Let $M$ be a finite-dimensional, smooth manifold. Call a diffeomorphism $f : M \rightarrow M$ diagonalizable if there exists a Riemannian metric $g$ on $M$ such that $f : (M, g) \rightarrow (M, g)$ is an isometry. I have some questions regarding such objects.
a) Is the set Diag(M) of all diagonalizable diffeomorphisms a group under composition?
b) Note that, in order to be diagonalizable, a diffeomorphism must possess the following well-known property of isometries:
$$\text{If}~f(p) = p~\text{and}~df(p) = \mathrm{Id}_{T_pM}, \text{for some $p \in M$, then}~f = \mathrm{Id}_M. (*)$$
Is $(*)$ also a sufficient condition? In other words, given a diffeomorphism $f \in \mathrm{Diff}(M)$ satisfying $(*)$, is there a Riemannian metric for which $f$ is an isometry? Maybe this is too general, because any diffeomorphism not fixing any point satisfies $(*)$, but I don't know the answer.
My motivation here is to know how large is the set of diffeomorphisms that could be isometries within the set of all diffeomorphisms. I apologize if I'm missing some standard notation and/or vocabulary here. I'd appreciate, as always, any references.
Thanks in advance.
Here's one idea, but there are many problems in the details.

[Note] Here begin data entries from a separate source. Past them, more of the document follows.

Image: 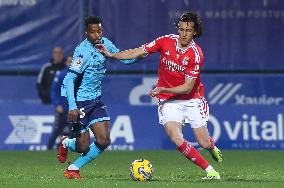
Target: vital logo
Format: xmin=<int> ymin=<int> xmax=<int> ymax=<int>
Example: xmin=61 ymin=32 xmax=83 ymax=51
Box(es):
xmin=208 ymin=83 xmax=242 ymax=104
xmin=5 ymin=116 xmax=54 ymax=144
xmin=209 ymin=113 xmax=284 ymax=142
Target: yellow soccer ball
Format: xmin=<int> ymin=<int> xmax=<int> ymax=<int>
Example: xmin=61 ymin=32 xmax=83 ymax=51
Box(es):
xmin=130 ymin=159 xmax=154 ymax=181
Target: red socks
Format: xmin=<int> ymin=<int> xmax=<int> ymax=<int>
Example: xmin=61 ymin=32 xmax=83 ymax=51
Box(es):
xmin=178 ymin=141 xmax=210 ymax=170
xmin=209 ymin=137 xmax=215 ymax=149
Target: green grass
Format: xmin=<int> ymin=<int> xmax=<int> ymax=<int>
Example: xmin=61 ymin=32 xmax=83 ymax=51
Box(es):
xmin=0 ymin=151 xmax=284 ymax=188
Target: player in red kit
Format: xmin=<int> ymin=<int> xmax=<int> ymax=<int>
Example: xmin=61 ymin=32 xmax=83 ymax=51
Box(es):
xmin=97 ymin=12 xmax=222 ymax=179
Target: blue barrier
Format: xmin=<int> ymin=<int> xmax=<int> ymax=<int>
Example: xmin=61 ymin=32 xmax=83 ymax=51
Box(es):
xmin=0 ymin=0 xmax=284 ymax=71
xmin=90 ymin=0 xmax=284 ymax=70
xmin=0 ymin=74 xmax=284 ymax=150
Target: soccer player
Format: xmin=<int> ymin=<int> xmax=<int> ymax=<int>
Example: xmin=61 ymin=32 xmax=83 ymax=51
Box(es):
xmin=96 ymin=12 xmax=222 ymax=179
xmin=47 ymin=55 xmax=72 ymax=149
xmin=58 ymin=16 xmax=134 ymax=179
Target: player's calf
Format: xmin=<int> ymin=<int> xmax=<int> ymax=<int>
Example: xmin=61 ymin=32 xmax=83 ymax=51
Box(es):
xmin=57 ymin=136 xmax=68 ymax=163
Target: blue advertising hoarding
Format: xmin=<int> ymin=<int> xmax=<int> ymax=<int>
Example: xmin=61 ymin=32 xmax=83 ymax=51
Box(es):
xmin=0 ymin=0 xmax=84 ymax=71
xmin=90 ymin=0 xmax=284 ymax=71
xmin=0 ymin=74 xmax=284 ymax=150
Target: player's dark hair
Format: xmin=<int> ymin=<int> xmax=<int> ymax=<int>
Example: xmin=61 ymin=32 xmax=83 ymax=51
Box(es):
xmin=85 ymin=16 xmax=102 ymax=29
xmin=176 ymin=12 xmax=203 ymax=38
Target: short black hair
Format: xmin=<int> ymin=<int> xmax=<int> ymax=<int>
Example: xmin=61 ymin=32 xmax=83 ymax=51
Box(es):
xmin=176 ymin=12 xmax=203 ymax=38
xmin=85 ymin=16 xmax=102 ymax=29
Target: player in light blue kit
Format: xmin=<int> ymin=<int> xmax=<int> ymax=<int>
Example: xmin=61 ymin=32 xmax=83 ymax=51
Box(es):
xmin=58 ymin=16 xmax=134 ymax=179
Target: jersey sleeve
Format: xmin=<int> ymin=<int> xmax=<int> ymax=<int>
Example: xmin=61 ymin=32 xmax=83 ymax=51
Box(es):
xmin=103 ymin=38 xmax=136 ymax=64
xmin=142 ymin=37 xmax=163 ymax=54
xmin=185 ymin=48 xmax=203 ymax=79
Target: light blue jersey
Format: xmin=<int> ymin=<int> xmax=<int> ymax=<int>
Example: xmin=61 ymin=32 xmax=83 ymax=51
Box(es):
xmin=61 ymin=37 xmax=134 ymax=110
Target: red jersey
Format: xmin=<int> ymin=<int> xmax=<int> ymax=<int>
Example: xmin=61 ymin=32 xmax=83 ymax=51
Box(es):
xmin=142 ymin=34 xmax=204 ymax=100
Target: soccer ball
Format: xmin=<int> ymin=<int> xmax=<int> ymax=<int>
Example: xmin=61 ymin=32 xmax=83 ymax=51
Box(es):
xmin=130 ymin=159 xmax=154 ymax=181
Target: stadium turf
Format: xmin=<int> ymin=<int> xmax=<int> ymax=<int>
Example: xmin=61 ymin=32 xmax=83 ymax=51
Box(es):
xmin=0 ymin=151 xmax=284 ymax=188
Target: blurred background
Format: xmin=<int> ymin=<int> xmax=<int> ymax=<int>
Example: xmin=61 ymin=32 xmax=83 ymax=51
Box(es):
xmin=0 ymin=0 xmax=284 ymax=150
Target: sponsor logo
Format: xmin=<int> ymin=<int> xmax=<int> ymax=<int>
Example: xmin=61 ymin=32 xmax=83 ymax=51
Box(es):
xmin=5 ymin=115 xmax=54 ymax=144
xmin=72 ymin=59 xmax=83 ymax=70
xmin=182 ymin=55 xmax=189 ymax=65
xmin=208 ymin=83 xmax=242 ymax=104
xmin=200 ymin=113 xmax=284 ymax=149
xmin=208 ymin=83 xmax=284 ymax=105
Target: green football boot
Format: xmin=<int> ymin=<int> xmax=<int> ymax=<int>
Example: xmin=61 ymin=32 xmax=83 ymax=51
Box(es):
xmin=210 ymin=146 xmax=223 ymax=163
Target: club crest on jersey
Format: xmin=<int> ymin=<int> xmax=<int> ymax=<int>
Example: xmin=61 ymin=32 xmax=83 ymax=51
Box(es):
xmin=182 ymin=55 xmax=189 ymax=65
xmin=73 ymin=59 xmax=83 ymax=70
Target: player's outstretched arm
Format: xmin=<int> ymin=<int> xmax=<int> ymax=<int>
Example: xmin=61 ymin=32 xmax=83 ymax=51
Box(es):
xmin=96 ymin=44 xmax=147 ymax=59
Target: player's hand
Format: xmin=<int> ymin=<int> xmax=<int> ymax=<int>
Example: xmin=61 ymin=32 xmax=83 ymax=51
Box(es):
xmin=95 ymin=44 xmax=112 ymax=57
xmin=68 ymin=109 xmax=83 ymax=123
xmin=55 ymin=105 xmax=64 ymax=113
xmin=149 ymin=87 xmax=163 ymax=97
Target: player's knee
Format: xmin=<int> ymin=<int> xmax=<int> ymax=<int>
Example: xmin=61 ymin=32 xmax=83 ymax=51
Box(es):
xmin=76 ymin=143 xmax=90 ymax=153
xmin=96 ymin=137 xmax=110 ymax=151
xmin=199 ymin=140 xmax=212 ymax=150
xmin=170 ymin=136 xmax=184 ymax=146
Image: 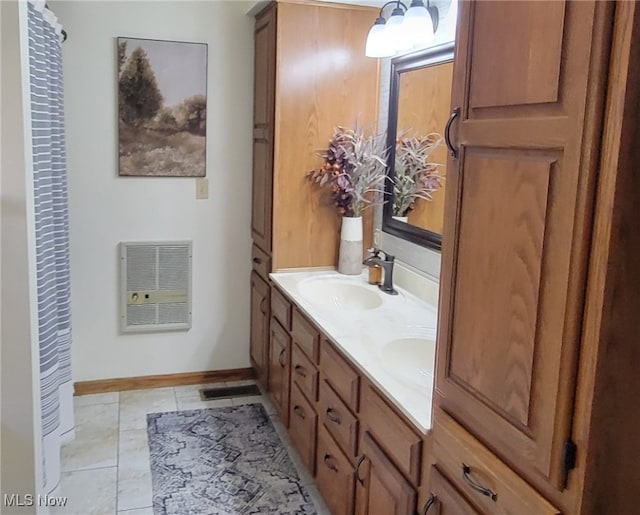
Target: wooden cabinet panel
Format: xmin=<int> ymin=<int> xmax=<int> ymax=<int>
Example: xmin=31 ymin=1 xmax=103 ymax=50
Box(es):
xmin=448 ymin=151 xmax=552 ymax=430
xmin=289 ymin=383 xmax=318 ymax=475
xmin=291 ymin=310 xmax=320 ymax=363
xmin=291 ymin=343 xmax=319 ymax=402
xmin=251 ymin=244 xmax=271 ymax=281
xmin=316 ymin=424 xmax=354 ymax=515
xmin=469 ymin=1 xmax=565 ymax=108
xmin=251 ymin=7 xmax=276 ymax=252
xmin=361 ymin=386 xmax=422 ymax=485
xmin=320 ymin=340 xmax=360 ymax=413
xmin=249 ymin=272 xmax=270 ymax=387
xmin=318 ymin=381 xmax=358 ymax=456
xmin=273 ymin=2 xmax=380 ymax=269
xmin=436 ymin=1 xmax=608 ymax=495
xmin=433 ymin=412 xmax=561 ymax=515
xmin=269 ymin=318 xmax=291 ymax=426
xmin=355 ymin=432 xmax=416 ymax=515
xmin=271 ymin=288 xmax=291 ymax=331
xmin=423 ymin=467 xmax=482 ymax=515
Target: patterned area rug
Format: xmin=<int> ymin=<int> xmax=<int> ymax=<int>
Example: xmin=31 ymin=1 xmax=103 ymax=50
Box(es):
xmin=147 ymin=404 xmax=316 ymax=515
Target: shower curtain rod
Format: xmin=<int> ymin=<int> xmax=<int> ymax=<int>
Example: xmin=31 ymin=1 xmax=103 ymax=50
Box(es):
xmin=44 ymin=2 xmax=68 ymax=43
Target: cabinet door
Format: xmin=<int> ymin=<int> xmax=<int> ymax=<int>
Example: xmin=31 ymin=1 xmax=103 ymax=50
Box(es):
xmin=436 ymin=1 xmax=611 ymax=492
xmin=249 ymin=272 xmax=270 ymax=387
xmin=316 ymin=424 xmax=358 ymax=515
xmin=269 ymin=318 xmax=291 ymax=427
xmin=355 ymin=432 xmax=416 ymax=515
xmin=251 ymin=6 xmax=276 ymax=252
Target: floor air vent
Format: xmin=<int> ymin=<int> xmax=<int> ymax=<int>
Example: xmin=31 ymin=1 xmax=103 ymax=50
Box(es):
xmin=120 ymin=241 xmax=192 ymax=333
xmin=200 ymin=384 xmax=262 ymax=401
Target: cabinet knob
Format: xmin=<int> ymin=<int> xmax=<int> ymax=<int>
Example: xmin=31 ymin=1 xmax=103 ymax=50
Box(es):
xmin=278 ymin=348 xmax=287 ymax=368
xmin=444 ymin=107 xmax=460 ymax=158
xmin=325 ymin=408 xmax=341 ymax=425
xmin=462 ymin=463 xmax=498 ymax=501
xmin=356 ymin=454 xmax=364 ymax=486
xmin=322 ymin=453 xmax=338 ymax=472
xmin=422 ymin=494 xmax=438 ymax=515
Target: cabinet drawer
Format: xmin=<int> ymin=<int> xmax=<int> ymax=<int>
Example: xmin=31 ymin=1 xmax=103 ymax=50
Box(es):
xmin=292 ymin=308 xmax=320 ymax=363
xmin=271 ymin=288 xmax=291 ymax=331
xmin=316 ymin=424 xmax=355 ymax=515
xmin=320 ymin=340 xmax=360 ymax=413
xmin=289 ymin=383 xmax=318 ymax=475
xmin=291 ymin=344 xmax=318 ymax=402
xmin=362 ymin=386 xmax=422 ymax=485
xmin=432 ymin=410 xmax=561 ymax=515
xmin=422 ymin=467 xmax=481 ymax=515
xmin=318 ymin=381 xmax=358 ymax=456
xmin=251 ymin=245 xmax=271 ymax=281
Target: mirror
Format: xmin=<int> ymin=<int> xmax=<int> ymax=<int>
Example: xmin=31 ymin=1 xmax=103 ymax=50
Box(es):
xmin=382 ymin=43 xmax=453 ymax=250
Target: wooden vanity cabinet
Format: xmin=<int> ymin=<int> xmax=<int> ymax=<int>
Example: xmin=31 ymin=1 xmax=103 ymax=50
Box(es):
xmin=269 ymin=318 xmax=291 ymax=426
xmin=420 ymin=467 xmax=480 ymax=515
xmin=355 ymin=432 xmax=416 ymax=515
xmin=249 ymin=271 xmax=270 ymax=386
xmin=429 ymin=1 xmax=640 ymax=515
xmin=251 ymin=0 xmax=379 ymax=396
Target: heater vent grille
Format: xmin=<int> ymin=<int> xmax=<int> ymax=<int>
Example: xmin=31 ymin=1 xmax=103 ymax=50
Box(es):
xmin=120 ymin=241 xmax=192 ymax=332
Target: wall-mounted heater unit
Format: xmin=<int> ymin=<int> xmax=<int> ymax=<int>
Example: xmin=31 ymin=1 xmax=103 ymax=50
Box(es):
xmin=120 ymin=241 xmax=192 ymax=333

Let $f : M \to M$ be a diffeomorphism, and let $g_0$ be any Riemannian metric on $M$. For each $n$, let $g_{n+1} = f_* g_n$ be the pushforward of $g_n$ under $f$. By construction, each $f$ is an isometry $(M, g_n) \to (M, g_{n+1})$, but this is not what we want. However, it is well known that the space of Riemannian metrics is closed under positive linear combinations, so consider the following construction: set $$\bar{g}_N = \frac{1}{N} \sum_{n=0}^{N-1} g_n$$ This gives rise to a new sequence of Riemannian metrics on $M$. Observe that $$f_* \bar{g}_N = \frac{1}{N} \sum_{n=1}^{N} g_n$$ and so $$f_* \bar{g}_N - \bar{g}_N = \frac{1}{N} (g_N - g_0)$$ This suggests that if the limit $$\bar{g} = \lim_{N \to \infty} \bar{g}_N$$ exists and is a smooth Riemannian metric, and if $$\lim_{N \to \infty} \frac{1}{N} (g_N - g_0) = 0$$ then we will have $f : (M, \bar{g}) \to (M, \bar{g})$ an isometry as desired.

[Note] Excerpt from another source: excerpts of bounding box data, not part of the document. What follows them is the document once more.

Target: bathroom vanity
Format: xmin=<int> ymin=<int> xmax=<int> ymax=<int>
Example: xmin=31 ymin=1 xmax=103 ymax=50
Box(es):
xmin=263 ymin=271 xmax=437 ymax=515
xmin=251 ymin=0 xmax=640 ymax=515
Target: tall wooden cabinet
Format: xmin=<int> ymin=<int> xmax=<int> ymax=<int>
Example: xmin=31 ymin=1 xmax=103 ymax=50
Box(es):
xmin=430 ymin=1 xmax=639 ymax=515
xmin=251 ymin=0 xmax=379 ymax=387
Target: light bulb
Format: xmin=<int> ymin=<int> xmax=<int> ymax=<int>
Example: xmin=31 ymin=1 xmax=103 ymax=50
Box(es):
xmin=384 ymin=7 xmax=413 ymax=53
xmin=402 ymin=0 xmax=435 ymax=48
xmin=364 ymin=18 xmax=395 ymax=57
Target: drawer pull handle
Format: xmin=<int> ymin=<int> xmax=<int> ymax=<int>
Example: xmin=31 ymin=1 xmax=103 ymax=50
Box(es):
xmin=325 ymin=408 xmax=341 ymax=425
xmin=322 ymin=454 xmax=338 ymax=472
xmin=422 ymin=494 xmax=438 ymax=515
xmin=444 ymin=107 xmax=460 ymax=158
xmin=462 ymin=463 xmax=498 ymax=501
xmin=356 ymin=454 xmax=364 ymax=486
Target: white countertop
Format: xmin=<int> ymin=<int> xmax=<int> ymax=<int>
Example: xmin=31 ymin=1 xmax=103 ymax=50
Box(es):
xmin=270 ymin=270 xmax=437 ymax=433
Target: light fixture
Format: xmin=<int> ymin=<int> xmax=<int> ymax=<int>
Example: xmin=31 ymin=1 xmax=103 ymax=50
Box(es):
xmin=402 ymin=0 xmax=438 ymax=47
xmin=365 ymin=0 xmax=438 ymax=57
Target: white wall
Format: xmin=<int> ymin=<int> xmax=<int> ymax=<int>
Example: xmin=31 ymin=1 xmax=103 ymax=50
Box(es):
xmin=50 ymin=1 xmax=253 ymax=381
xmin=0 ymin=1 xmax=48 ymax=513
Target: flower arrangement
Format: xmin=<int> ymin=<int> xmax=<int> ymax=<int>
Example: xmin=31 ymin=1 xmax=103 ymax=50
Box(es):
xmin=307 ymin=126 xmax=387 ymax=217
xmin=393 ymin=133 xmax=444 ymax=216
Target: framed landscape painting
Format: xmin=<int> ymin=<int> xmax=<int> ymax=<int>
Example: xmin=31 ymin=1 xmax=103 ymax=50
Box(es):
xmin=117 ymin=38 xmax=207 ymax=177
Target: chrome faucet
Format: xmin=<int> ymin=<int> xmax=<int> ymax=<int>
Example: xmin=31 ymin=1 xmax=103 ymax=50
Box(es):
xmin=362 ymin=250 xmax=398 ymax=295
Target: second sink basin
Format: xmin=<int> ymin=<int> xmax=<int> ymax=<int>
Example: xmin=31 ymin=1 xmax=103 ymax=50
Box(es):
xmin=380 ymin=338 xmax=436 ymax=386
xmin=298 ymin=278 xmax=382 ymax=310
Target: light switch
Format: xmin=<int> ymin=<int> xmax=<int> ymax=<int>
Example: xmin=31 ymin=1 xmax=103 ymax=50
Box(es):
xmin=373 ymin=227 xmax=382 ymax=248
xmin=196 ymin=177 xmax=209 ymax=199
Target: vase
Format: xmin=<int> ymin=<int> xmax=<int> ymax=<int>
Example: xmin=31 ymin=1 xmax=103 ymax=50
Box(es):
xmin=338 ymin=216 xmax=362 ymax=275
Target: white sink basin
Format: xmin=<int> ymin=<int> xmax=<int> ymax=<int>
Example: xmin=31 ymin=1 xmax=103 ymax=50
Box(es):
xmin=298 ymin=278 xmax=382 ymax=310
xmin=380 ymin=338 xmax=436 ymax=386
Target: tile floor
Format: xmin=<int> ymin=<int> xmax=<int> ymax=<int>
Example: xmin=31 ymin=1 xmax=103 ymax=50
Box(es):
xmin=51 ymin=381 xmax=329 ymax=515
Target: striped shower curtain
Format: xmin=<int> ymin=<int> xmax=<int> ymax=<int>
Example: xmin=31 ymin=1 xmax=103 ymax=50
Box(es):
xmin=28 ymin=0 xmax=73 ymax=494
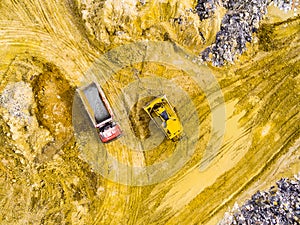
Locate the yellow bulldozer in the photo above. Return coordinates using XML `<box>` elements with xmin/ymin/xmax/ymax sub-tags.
<box><xmin>143</xmin><ymin>95</ymin><xmax>183</xmax><ymax>141</ymax></box>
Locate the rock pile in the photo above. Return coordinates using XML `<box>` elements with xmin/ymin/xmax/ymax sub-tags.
<box><xmin>195</xmin><ymin>0</ymin><xmax>298</xmax><ymax>66</ymax></box>
<box><xmin>195</xmin><ymin>0</ymin><xmax>219</xmax><ymax>20</ymax></box>
<box><xmin>219</xmin><ymin>174</ymin><xmax>300</xmax><ymax>225</ymax></box>
<box><xmin>198</xmin><ymin>0</ymin><xmax>268</xmax><ymax>66</ymax></box>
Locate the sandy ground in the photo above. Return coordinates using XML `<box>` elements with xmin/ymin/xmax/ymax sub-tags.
<box><xmin>0</xmin><ymin>0</ymin><xmax>300</xmax><ymax>224</ymax></box>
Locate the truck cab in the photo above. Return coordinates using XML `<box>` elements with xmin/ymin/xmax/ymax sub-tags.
<box><xmin>77</xmin><ymin>82</ymin><xmax>122</xmax><ymax>143</ymax></box>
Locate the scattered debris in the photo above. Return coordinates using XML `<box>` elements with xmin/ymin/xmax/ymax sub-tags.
<box><xmin>219</xmin><ymin>173</ymin><xmax>300</xmax><ymax>225</ymax></box>
<box><xmin>195</xmin><ymin>0</ymin><xmax>298</xmax><ymax>66</ymax></box>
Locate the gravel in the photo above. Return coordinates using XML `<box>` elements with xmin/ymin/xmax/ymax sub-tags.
<box><xmin>219</xmin><ymin>174</ymin><xmax>300</xmax><ymax>225</ymax></box>
<box><xmin>195</xmin><ymin>0</ymin><xmax>298</xmax><ymax>66</ymax></box>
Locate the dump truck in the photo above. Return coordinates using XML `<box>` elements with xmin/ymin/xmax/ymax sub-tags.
<box><xmin>143</xmin><ymin>95</ymin><xmax>183</xmax><ymax>141</ymax></box>
<box><xmin>77</xmin><ymin>82</ymin><xmax>122</xmax><ymax>143</ymax></box>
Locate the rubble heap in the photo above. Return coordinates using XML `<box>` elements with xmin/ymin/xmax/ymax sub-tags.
<box><xmin>195</xmin><ymin>0</ymin><xmax>298</xmax><ymax>66</ymax></box>
<box><xmin>220</xmin><ymin>174</ymin><xmax>300</xmax><ymax>225</ymax></box>
<box><xmin>195</xmin><ymin>0</ymin><xmax>219</xmax><ymax>20</ymax></box>
<box><xmin>202</xmin><ymin>0</ymin><xmax>268</xmax><ymax>66</ymax></box>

Of course, there is no reason to believe that any of this works. For example, let us fix a norm on the space $V = \Gamma (M, T^*M \otimes T^* M)$, and consider the linear operator $f_* : V \to V$. If $f_*$ is not a bounded linear operator on $V$ there's no reason to believe that the sequence $(\bar{g}_1, \bar{g}_2, \ldots)$ should converge. If $f_*$ is bounded but with operator norm greater than $1$ we would have to modify our construction so that $g_{N-1}$ doesn't overshadow the contributions from the earlier metrics. If it is bounded with operator norm less than $1$ we have to worry about whether $\bar{g} = 0$ or other such degeneracies. There's no reason to believe that $\bar{g}$ is smooth even when it converges. But perhaps it's somewhere to start.